I'm making my way through an SQL workbook, and I was wondering why these two queries return a different result? What are the differences in behavior of WHERE IN
and inline views?
SELECT SUM(invoice_total) AS sum_of_maxes
FROM invoices
WHERE invoice_total IN
(SELECT MAX(invoice_total)
FROM invoices
WHERE invoice_total - credit_total - payment_total > 0
GROUP BY vendor_id)
Whole query output:
SUM_OF_MAXES | |
---|---|
1 | 52680.48 |
Subquery output:
MAX(INVOICE_TOTAL) | |
---|---|
1 | 224 |
2 | 21842 |
3 | 90.36 |
4 | 1575 |
5 | 2433 |
6 | 17.5 |
7 | 46.21 |
8 | 662 |
9 | 9.95 |
10 | 41.8 |
11 | 503.2 |
12 | 20551.18 |
13 | 6 |
14 | 1962.13 |
15 | 2312.2 |
16 | 158 |
SELECT SUM(invoice_max) AS sum_of_maximums
FROM (SELECT vendor_id, MAX(invoice_total) AS invoice_max
FROM invoices
WHERE invoice_total - credit_total - payment_total > 0
GROUP BY vendor_id)
Whole query output:
SUM_OF_MAXIMUMS | |
---|---|
1 | 52434.53 |
Subquery output:
VENDOR_ID | INVOICE_MAX | |
---|---|---|
1 | 37 | 224 |
2 | 72 | 21842 |
3 | 80 | 90.36 |
4 | 83 | 1575 |
5 | 86 | 2433 |
6 | 94 | 17.5 |
7 | 95 | 46.21 |
8 | 96 | 662 |
9 | 97 | 9.95 |
10 | 102 | 41.8 |
11 | 106 | 503.2 |
12 | 110 | 20551.18 |
13 | 115 | 6 |
14 | 121 | 1962.13 |
15 | 122 | 2312.2 |
16 | 123 | 158 |
When I ran the subqueries on their own, they return the same values for MAX(invoice_total)
, but running the scripts in their entirety creates two different final outputs, which surprised me.
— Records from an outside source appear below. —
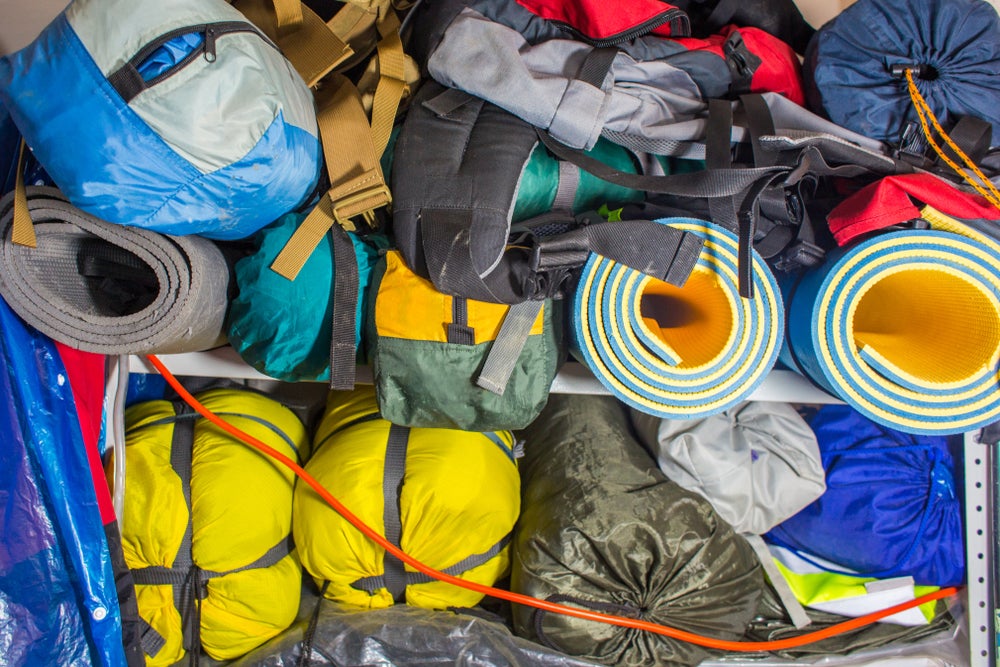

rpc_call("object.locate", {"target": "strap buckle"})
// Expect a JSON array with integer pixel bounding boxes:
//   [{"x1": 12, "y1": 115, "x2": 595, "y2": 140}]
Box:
[
  {"x1": 774, "y1": 241, "x2": 826, "y2": 271},
  {"x1": 331, "y1": 183, "x2": 392, "y2": 232}
]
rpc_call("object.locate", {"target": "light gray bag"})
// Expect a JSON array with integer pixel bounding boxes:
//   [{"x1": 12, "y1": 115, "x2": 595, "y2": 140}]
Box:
[{"x1": 631, "y1": 402, "x2": 826, "y2": 535}]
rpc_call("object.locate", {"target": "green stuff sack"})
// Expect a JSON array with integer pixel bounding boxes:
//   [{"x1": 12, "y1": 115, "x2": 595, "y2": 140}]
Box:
[
  {"x1": 511, "y1": 395, "x2": 765, "y2": 666},
  {"x1": 366, "y1": 251, "x2": 566, "y2": 431},
  {"x1": 292, "y1": 386, "x2": 520, "y2": 609},
  {"x1": 226, "y1": 213, "x2": 381, "y2": 382},
  {"x1": 107, "y1": 389, "x2": 309, "y2": 667}
]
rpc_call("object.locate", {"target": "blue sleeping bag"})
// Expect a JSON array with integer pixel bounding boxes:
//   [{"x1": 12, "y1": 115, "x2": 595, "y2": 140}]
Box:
[
  {"x1": 803, "y1": 0, "x2": 1000, "y2": 145},
  {"x1": 767, "y1": 405, "x2": 965, "y2": 586},
  {"x1": 227, "y1": 213, "x2": 383, "y2": 382}
]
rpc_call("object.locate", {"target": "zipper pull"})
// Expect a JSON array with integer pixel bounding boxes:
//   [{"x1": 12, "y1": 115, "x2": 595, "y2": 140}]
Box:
[{"x1": 204, "y1": 26, "x2": 215, "y2": 63}]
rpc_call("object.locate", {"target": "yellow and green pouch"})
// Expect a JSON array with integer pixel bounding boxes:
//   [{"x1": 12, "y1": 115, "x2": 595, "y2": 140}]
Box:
[{"x1": 366, "y1": 251, "x2": 566, "y2": 431}]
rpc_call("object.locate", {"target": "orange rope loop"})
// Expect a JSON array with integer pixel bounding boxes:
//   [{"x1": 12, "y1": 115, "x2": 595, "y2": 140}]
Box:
[{"x1": 146, "y1": 354, "x2": 958, "y2": 653}]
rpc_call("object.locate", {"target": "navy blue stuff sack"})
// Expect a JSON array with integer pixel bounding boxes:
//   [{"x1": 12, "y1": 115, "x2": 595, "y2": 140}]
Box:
[
  {"x1": 802, "y1": 0, "x2": 1000, "y2": 146},
  {"x1": 766, "y1": 405, "x2": 965, "y2": 586}
]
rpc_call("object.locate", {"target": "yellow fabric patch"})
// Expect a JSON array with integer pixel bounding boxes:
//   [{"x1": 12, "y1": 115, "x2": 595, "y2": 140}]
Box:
[{"x1": 375, "y1": 250, "x2": 544, "y2": 344}]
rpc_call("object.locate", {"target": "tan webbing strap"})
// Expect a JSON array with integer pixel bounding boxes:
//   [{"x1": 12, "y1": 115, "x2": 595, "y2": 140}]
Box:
[
  {"x1": 274, "y1": 0, "x2": 303, "y2": 35},
  {"x1": 271, "y1": 74, "x2": 391, "y2": 280},
  {"x1": 326, "y1": 2, "x2": 378, "y2": 69},
  {"x1": 278, "y1": 7, "x2": 354, "y2": 88},
  {"x1": 10, "y1": 139, "x2": 38, "y2": 248},
  {"x1": 233, "y1": 0, "x2": 354, "y2": 88},
  {"x1": 372, "y1": 11, "x2": 407, "y2": 156}
]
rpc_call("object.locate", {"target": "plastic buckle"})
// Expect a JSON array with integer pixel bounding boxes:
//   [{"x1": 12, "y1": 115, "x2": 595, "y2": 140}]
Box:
[
  {"x1": 889, "y1": 63, "x2": 930, "y2": 79},
  {"x1": 774, "y1": 241, "x2": 826, "y2": 271},
  {"x1": 333, "y1": 183, "x2": 392, "y2": 232}
]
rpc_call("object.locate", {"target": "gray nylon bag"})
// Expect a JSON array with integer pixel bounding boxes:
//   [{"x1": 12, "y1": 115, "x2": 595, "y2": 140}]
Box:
[
  {"x1": 631, "y1": 401, "x2": 826, "y2": 535},
  {"x1": 511, "y1": 395, "x2": 765, "y2": 665}
]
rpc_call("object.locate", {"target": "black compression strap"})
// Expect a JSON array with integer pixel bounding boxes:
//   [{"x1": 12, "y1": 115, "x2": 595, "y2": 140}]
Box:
[
  {"x1": 382, "y1": 424, "x2": 410, "y2": 603},
  {"x1": 330, "y1": 225, "x2": 360, "y2": 390}
]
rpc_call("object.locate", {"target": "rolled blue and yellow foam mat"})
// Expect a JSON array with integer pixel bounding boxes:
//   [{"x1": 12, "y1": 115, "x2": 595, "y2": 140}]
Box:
[
  {"x1": 570, "y1": 218, "x2": 784, "y2": 419},
  {"x1": 781, "y1": 208, "x2": 1000, "y2": 434}
]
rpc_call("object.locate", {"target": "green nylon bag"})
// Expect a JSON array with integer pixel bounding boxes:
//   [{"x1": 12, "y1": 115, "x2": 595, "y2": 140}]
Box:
[
  {"x1": 365, "y1": 251, "x2": 566, "y2": 431},
  {"x1": 511, "y1": 395, "x2": 766, "y2": 667}
]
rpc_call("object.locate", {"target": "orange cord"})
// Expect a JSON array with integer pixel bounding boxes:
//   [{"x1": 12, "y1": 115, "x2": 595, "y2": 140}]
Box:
[
  {"x1": 906, "y1": 68, "x2": 1000, "y2": 209},
  {"x1": 146, "y1": 354, "x2": 958, "y2": 652}
]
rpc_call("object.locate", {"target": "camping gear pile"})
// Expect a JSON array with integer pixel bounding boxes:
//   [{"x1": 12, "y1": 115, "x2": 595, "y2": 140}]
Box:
[{"x1": 0, "y1": 0, "x2": 1000, "y2": 665}]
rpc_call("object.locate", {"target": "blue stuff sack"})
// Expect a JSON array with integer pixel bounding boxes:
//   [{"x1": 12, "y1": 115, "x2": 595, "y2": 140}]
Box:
[
  {"x1": 0, "y1": 0, "x2": 320, "y2": 240},
  {"x1": 766, "y1": 405, "x2": 965, "y2": 586},
  {"x1": 802, "y1": 0, "x2": 1000, "y2": 146}
]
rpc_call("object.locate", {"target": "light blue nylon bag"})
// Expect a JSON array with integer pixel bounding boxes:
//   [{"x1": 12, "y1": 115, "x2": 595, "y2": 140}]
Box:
[{"x1": 0, "y1": 0, "x2": 321, "y2": 240}]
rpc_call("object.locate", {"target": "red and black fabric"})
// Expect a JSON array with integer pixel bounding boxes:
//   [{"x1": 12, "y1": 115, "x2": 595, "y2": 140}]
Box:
[
  {"x1": 827, "y1": 174, "x2": 1000, "y2": 245},
  {"x1": 517, "y1": 0, "x2": 691, "y2": 46}
]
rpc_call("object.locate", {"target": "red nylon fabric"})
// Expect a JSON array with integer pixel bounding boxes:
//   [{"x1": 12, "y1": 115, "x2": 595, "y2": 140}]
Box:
[
  {"x1": 517, "y1": 0, "x2": 686, "y2": 39},
  {"x1": 827, "y1": 174, "x2": 1000, "y2": 245},
  {"x1": 674, "y1": 25, "x2": 806, "y2": 106},
  {"x1": 56, "y1": 342, "x2": 115, "y2": 526}
]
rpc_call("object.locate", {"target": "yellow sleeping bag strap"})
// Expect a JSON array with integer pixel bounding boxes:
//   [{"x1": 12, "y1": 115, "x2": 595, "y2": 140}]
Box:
[
  {"x1": 131, "y1": 401, "x2": 295, "y2": 665},
  {"x1": 382, "y1": 424, "x2": 410, "y2": 604},
  {"x1": 350, "y1": 434, "x2": 514, "y2": 604}
]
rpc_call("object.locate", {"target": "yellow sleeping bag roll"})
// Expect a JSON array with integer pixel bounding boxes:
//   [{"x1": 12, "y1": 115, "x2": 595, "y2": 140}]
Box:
[
  {"x1": 292, "y1": 386, "x2": 520, "y2": 609},
  {"x1": 107, "y1": 389, "x2": 309, "y2": 667}
]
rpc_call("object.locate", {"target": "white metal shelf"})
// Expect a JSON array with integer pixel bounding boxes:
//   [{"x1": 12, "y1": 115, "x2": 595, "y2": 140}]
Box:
[
  {"x1": 129, "y1": 346, "x2": 840, "y2": 403},
  {"x1": 128, "y1": 346, "x2": 998, "y2": 667}
]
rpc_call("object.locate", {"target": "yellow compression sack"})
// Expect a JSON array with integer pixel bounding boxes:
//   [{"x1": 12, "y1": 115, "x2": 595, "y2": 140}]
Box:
[
  {"x1": 107, "y1": 389, "x2": 309, "y2": 667},
  {"x1": 292, "y1": 386, "x2": 521, "y2": 609}
]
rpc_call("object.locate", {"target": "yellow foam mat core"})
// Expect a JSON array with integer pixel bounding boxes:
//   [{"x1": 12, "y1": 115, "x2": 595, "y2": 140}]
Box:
[
  {"x1": 852, "y1": 268, "x2": 1000, "y2": 383},
  {"x1": 639, "y1": 266, "x2": 734, "y2": 368}
]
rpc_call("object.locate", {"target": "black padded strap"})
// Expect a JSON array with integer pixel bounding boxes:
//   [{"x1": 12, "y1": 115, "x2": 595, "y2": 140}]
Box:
[
  {"x1": 382, "y1": 424, "x2": 410, "y2": 603},
  {"x1": 448, "y1": 296, "x2": 476, "y2": 345},
  {"x1": 330, "y1": 225, "x2": 360, "y2": 390}
]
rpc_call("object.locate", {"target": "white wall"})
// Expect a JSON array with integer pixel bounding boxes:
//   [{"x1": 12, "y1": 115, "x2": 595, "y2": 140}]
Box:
[{"x1": 0, "y1": 0, "x2": 1000, "y2": 54}]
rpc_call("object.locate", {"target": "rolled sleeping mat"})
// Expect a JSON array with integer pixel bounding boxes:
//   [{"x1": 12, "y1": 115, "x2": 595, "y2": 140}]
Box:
[
  {"x1": 0, "y1": 187, "x2": 229, "y2": 355},
  {"x1": 781, "y1": 226, "x2": 1000, "y2": 435},
  {"x1": 570, "y1": 218, "x2": 784, "y2": 419},
  {"x1": 226, "y1": 213, "x2": 378, "y2": 382}
]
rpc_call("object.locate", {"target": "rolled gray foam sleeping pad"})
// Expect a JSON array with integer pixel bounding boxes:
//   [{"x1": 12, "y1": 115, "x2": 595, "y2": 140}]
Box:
[{"x1": 0, "y1": 187, "x2": 229, "y2": 355}]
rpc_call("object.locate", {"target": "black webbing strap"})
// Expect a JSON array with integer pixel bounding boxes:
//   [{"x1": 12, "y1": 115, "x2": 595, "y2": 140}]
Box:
[
  {"x1": 532, "y1": 220, "x2": 704, "y2": 286},
  {"x1": 939, "y1": 116, "x2": 993, "y2": 164},
  {"x1": 295, "y1": 579, "x2": 330, "y2": 667},
  {"x1": 330, "y1": 225, "x2": 360, "y2": 390},
  {"x1": 132, "y1": 401, "x2": 295, "y2": 665},
  {"x1": 575, "y1": 47, "x2": 618, "y2": 88},
  {"x1": 351, "y1": 533, "x2": 512, "y2": 595},
  {"x1": 138, "y1": 616, "x2": 167, "y2": 658},
  {"x1": 168, "y1": 401, "x2": 201, "y2": 653},
  {"x1": 535, "y1": 128, "x2": 790, "y2": 197},
  {"x1": 382, "y1": 424, "x2": 410, "y2": 603},
  {"x1": 740, "y1": 95, "x2": 777, "y2": 167},
  {"x1": 134, "y1": 535, "x2": 295, "y2": 597},
  {"x1": 447, "y1": 296, "x2": 476, "y2": 345}
]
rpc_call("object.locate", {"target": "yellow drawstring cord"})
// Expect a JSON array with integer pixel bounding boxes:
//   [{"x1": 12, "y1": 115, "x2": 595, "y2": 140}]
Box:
[{"x1": 906, "y1": 68, "x2": 1000, "y2": 209}]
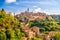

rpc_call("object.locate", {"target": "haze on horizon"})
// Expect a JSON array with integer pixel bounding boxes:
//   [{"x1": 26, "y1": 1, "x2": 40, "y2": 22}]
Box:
[{"x1": 0, "y1": 0, "x2": 60, "y2": 15}]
Sure the methods are different but I don't know enough to understand why the results should be. Have I done something erroneous or should I expect that subqueries behave differently under FROM
and WHERE
?
The problem you observe when executing your incorrect query is that the same invoice which you determined as highest invoice of one vendor id appears for other vendor id's where it is not the maximum. The correct query only fetches the highest invoice per vendor id and sums them, but your query sums all other occurences, too.
You can find invoices and their vendor id's that appear multiple times with following query:
SELECT
invoice_total, vendor_id
FROM invoices
WHERE invoice_total
IN
(SELECT
invoice_total
FROM invoices
GROUP BY
invoice_total
HAVING
COUNT(vendor_id) > 1)
ORDER BY invoice_total;
Or you can change your wrong query and select all columns, then sort by invoice total:
SELECT *
FROM invoices
WHERE invoice_total IN
(SELECT MAX(invoice_total)
FROM invoices
WHERE invoice_total - credit_total - payment_total > 0
GROUP BY vendor_id)
ORDER BY invoice_total;
Then you will also see the "duplicated" rows that your query includes and the correct one does not.
I created a sample fiddle based on your data where you can reproduce this.